Most studies on male courtship song inheritance in Drosophila have concentrated on IPI, which has a polygenic additive inheritance with numerous genes spread throughout the genome (Kawanishi and Watanabe, 1980; Cowling and Burnet, 1981; Kyriacou and Hall, 1986; Pugh and Ritchie, 1996; Hoikkala et al, 2000). However, recently Gleason et al (2002) found evidence for only three significant QTLs explaining 54% of the genetic variance in mean IPI between recombinant inbred lines of D. melanogaster. Species differences in IPI between D. pseudoobscura and D. persimilis were also shown to be determined by a few QTLs (Williams et al, 2001). Our present results show somewhat similar results, especially for PTL, which is mainly determined by QTLs on a single autosome. A low number of QTLs affecting variation in other behavioural characters in Drosophila, for example in odor-guided behaviour (Fanara et al, 2002) and in mating discrimination (Civetta et al, 2002), has also been reported.

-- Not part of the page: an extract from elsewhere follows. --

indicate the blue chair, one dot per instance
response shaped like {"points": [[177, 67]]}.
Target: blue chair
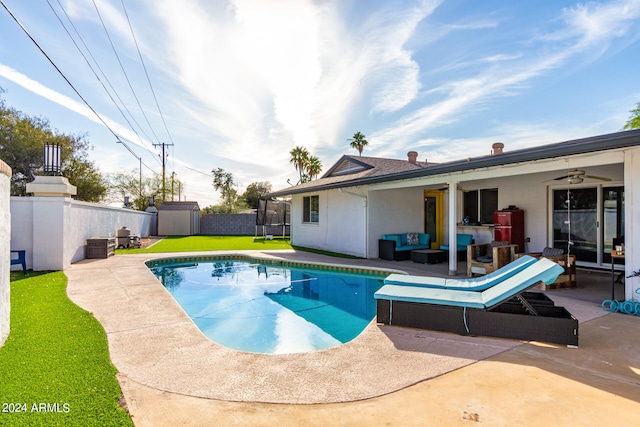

One of the major unresolved questions in quantitative genetics is the relationship between intraspecific variability and interspecific differences in phenotypic characters. The same QTLs may, then, account for the trait variability both within and between the species. Intraspecific variation in a quantitative character may serve as a source for selection to act on during speciation. In contrast, the vast majority of intraspecific variants could be deleterious mutations that have not yet been selected out. In this case, intraspecific variation would not ultimately generate interspecific trait differences (Nuzhdin and Reiwitch, 2000).

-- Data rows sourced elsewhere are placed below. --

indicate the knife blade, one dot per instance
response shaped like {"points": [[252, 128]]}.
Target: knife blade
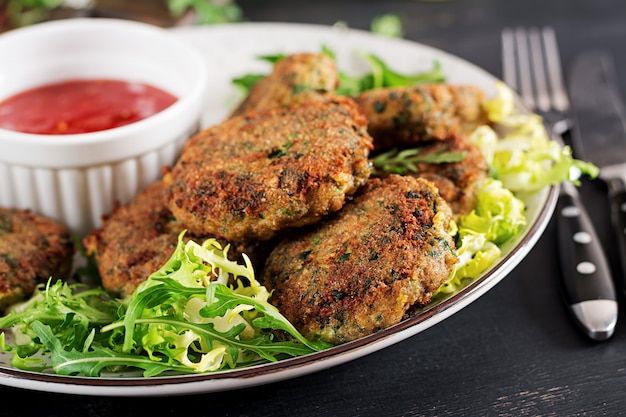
{"points": [[599, 134]]}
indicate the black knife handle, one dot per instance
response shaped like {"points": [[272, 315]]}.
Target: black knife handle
{"points": [[618, 213], [585, 271]]}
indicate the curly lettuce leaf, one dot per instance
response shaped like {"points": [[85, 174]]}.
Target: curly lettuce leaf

Our present results suggest that PN and PTL in D. virilis is controlled mainly by autosomal QTLs, even though there was a significant contribution of an X chromosomal QTL locating at the distal part of the chromosome. Hoikkala et al (2000) have studied the genetic basis of PN and PTL in crosses between D. virilis and D. littoralis using visible markers in single-marker analysis. No significant autosomal factors were found to contribute to the species differences in either song character, whereas significant X chromosomal genes at the proximal end of the chromosome (linked with white, apricot and notched visible markers) had a major impact on PN and PTL. Hoikkala and Lumme (1987) have shown that the species specificity of the courtship song in several species of the D. virilis group is largely caused by X chromosomal genes. Thus, these previous results compared with the present study strongly suggest that the loci contributing to variation in these song characters within D. virilis are not necessarily the same as the ones causing species differences in male song in the D. virilis group.

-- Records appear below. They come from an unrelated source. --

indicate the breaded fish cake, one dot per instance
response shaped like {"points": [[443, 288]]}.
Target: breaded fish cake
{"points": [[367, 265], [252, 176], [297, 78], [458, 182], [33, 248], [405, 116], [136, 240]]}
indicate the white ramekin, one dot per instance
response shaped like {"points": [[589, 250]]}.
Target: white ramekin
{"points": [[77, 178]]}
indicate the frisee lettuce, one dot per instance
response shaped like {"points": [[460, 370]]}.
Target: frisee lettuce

Chromosomal analysis has revealed polygenic autosomal inheritance in PN also between closely related species, D. virilis and D. lummei (Hoikkala and Lumme, 1984). We shall continue QTL mapping of genes affecting this song character in D. virilis and between D. virilis and D. lummei to find out whether the same loci are responsible for variation within and divergence between the species in this character.